Women are referred by groups of local G.Ps and are "all risk".
Choice over place of birth is offered throughout pregnancy and
in labour, giving women the option to choose a home birth at any
time, unless there are clear indications for giving birth in hospital,
the home birth rate for the Practice is 37%.
There are seven midwives in the practice. Each
midwife is on call 24 hours a day, seven days a week (except for
12 weeks holiday a year) for her individual caseload of women.
Each woman has two midwives that she is able to get to know throughout
her pregnancy. The Practice achieves a rate of 95% attendance
at each birth of one, or both of these two midwives.

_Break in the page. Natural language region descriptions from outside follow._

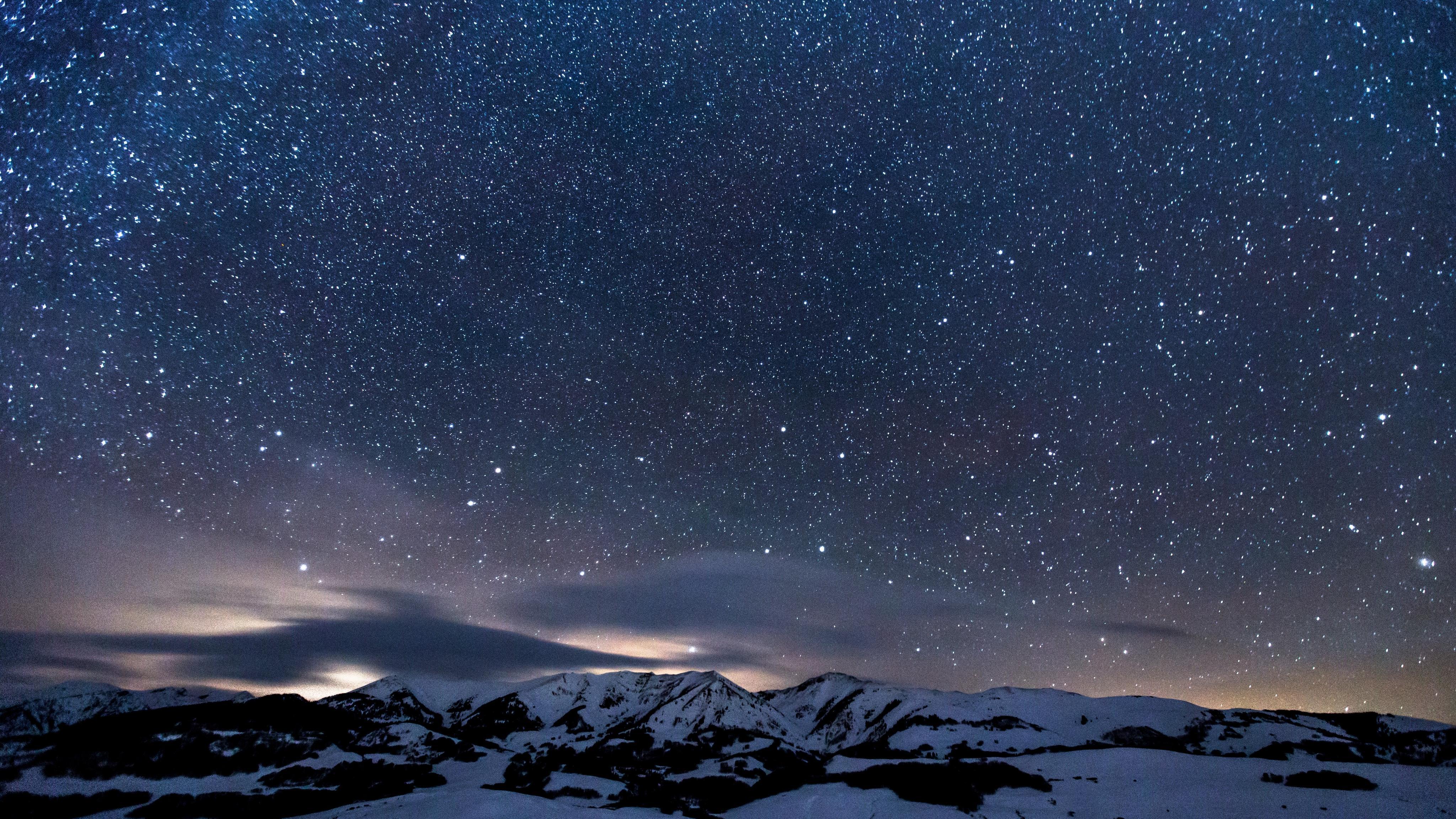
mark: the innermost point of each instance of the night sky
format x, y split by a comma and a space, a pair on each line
1098, 346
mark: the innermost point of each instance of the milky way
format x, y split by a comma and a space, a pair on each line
1123, 333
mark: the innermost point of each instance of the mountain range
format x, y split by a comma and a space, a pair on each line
701, 745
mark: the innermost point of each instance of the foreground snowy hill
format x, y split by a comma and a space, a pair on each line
698, 744
69, 703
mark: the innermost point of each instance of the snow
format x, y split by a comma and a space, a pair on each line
826, 715
69, 703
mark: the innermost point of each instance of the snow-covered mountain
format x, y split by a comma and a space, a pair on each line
700, 744
69, 703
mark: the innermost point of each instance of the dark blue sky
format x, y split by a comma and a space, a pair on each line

During the five years that the midwifery practice
has worked in Peckham the practice has provided care for over
1,000 women and has collected data and compiled statistics on
these women. Of the 79% of the women who had spontaneous vaginal
deliveries (SVD's) about half of them gave birth at home. 76%
of the women who had SVD's had a physiological birth. A physiological
birth is when a woman goes into labour at term, doesn't have her
labour stimulated or augmented, labours without an epidural, pushes
out her baby without an episiotomy and pushes out her placenta
without the use of oxytocics.
This midwifery group practice finds itself at
the heart of the struggle that British midwives face: the struggle
to keep birth normal. Through a shared philosophy of non-interventionist
midwifery, these midwives are changing the culture of birth in
their inner city community. Through understanding physiological
birth and the wish to facilitate it the midwives encourage women
to consider home as an appropriate and safe place to give birth.
A recent evaluation of the Albany midwifery
practice shows that women think highly of the care they receive.
It also concludes that clinical outcomes compare favourably with
those of other midwifery practices working with a similar population.
Rates of homebirth are significantly higher.
Overall rates of vaginal birth and breastfeeding are also higher
while caesarean section rates, use of pethidine and epidurals,
episiotomies and inductions are lower (Sandall et al. 2001).
In 1985, WHO issued a consensus statement suggesting
there were no additional health benefits associated with a CSR
above 10-15% . . . "Other factors that could be associated
with the CSR are the organisation and availability of resources,
the provision of one-to-one support in labour, women's choices
about childbirth and the characteristics and views of obstetricians"
The National Sentinel Caesarean Section Audit Report RCOG Clinical
Effectiveness Support Unit, October 2001.